Since 2017 I have been working on the neural search in different teams: Zalando Research (2014-2017), Tencent AI Lab (2018-2020), and now at Jina AI we are building the neural search ecosystem in opensource. Over the years, I explored quite a few ideas about neural search: from its core algorithms to the high-level system design, from a very academic-oriented prototype to a production-ready system. Readers can find those traces in my previous posts. These exploration and lessons-learned are incredibly valuable as they make what Jina is today.

In this post, I collect the most featured soundbites from my earlier posts and group them into different categories. If you are new to neural search, or want to understand the design principle behind Jina, this curated list would be a perfect starting point.

Jina is an easier way for enterprises and developers to build cross- & multi-modal neural search systems on the cloud. You can use it to bootstrap a text/image/video/audio search system in minutes. Check out Github and give it a try:

GitHub Repo stars

Table of Contents

Philosophy on AI Engineering

From 0 to 1, and From 1 to N

  • From 0 to 1. Zero-to-one is all about hard-core and fundamental research, e.g. new learning and training paradigms, new computing infrastructure and new hardware architecture.
  • From 1 to N. One-to-N focuses more on usability and engineering.

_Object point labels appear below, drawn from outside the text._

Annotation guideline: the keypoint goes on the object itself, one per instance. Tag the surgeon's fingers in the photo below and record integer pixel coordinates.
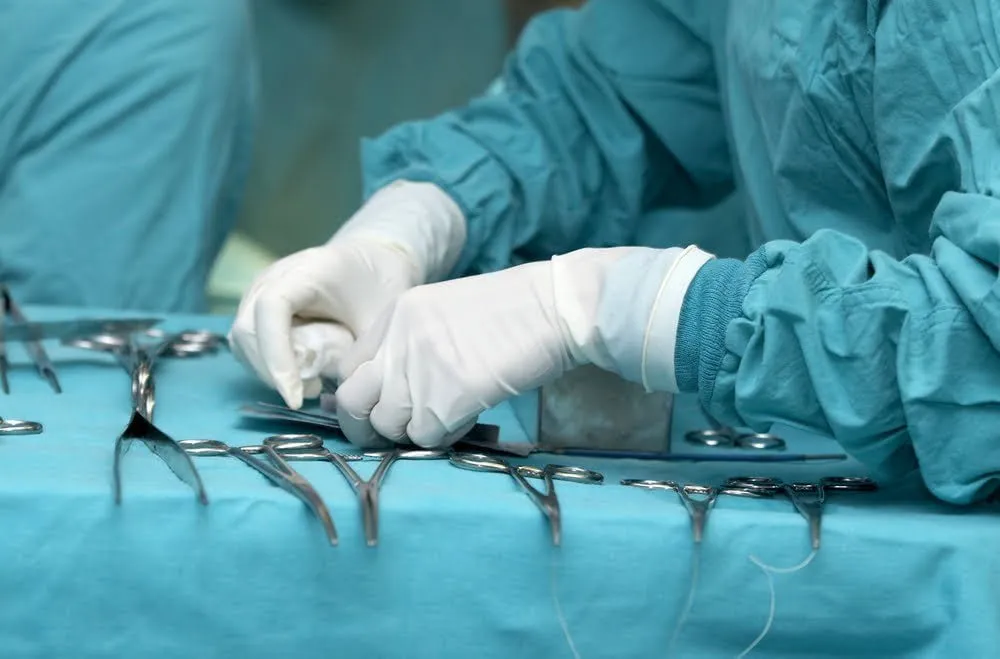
(367, 345)
(392, 413)
(356, 396)
(273, 322)
(319, 346)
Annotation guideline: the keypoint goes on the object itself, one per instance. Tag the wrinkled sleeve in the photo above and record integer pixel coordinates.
(600, 114)
(899, 360)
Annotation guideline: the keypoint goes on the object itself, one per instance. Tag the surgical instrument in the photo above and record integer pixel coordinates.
(754, 456)
(278, 472)
(810, 508)
(16, 427)
(481, 436)
(34, 347)
(723, 436)
(697, 499)
(366, 491)
(726, 437)
(546, 501)
(32, 333)
(138, 359)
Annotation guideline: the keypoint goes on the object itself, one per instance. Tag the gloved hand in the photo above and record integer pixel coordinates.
(303, 312)
(444, 353)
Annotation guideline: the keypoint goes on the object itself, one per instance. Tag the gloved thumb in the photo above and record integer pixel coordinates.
(319, 347)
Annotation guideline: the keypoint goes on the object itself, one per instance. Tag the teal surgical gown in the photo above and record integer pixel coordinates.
(125, 136)
(862, 138)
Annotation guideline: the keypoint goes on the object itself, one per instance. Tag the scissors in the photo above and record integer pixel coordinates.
(726, 437)
(366, 491)
(34, 347)
(723, 436)
(16, 427)
(697, 499)
(138, 358)
(278, 471)
(809, 506)
(546, 501)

Problems such as adapting an algorithm from one domain to multiple domains; serving a model to billions of users; improving existing user experience with AI algorithms; piping a set of algorithms to automize the workflow; all of them belong to the one-to-N innovation.

Forget about Training

Forget about training! It is not (economically) feasible anymore.

The New AI Supply-Chain

… the emerging AI supply-chain: only a very small number of people in the world will work on training new models from scratch, they deliver a “pretrained model” to the rest of the AI community. Most of AI engineers will then try to make sense of this pretrained model by adapting it to their applications, fine-tuning based on their data, incorporating domain knowledge to it and scaling it to serve millions of customers.

The Three-Layer Pyramid of AI Engineering

Let’s look at the pyramid below which partitions the AI development landscape into three layers:

On the bottom, we have computing infrastructures, including CPU, GPU, FPGA, edge device, cloud computing, etc.

The middle layer is AI frameworks. For most of AI developers/engineers, frameworks are their primary interface to the low-level hardware.

Finally, the top layer is the vast end-to-end AI applications.

Having a B2D Mindset

B2D is the shorthand for business to developer, as the products and services we are building are marketed to other developers. Having a B2D thoughtship means always keeping the developer experience in mind and thinking in switched positions.

Community Want vs. What We Build

The community often wants to get things done as quickly as possible. While the framework developers share the same ultimate goal, they have to take steps by first building lower layers steadily and robustly. When developing the framework as an open-source project, aligning the community expectation and being transparent on the roadmap is crucial.

System Design

What is Symbolic Search System?

… at the core, Solr/Elasticsearch is a symbolic IR system that relies on the effective string representation of the query and product. …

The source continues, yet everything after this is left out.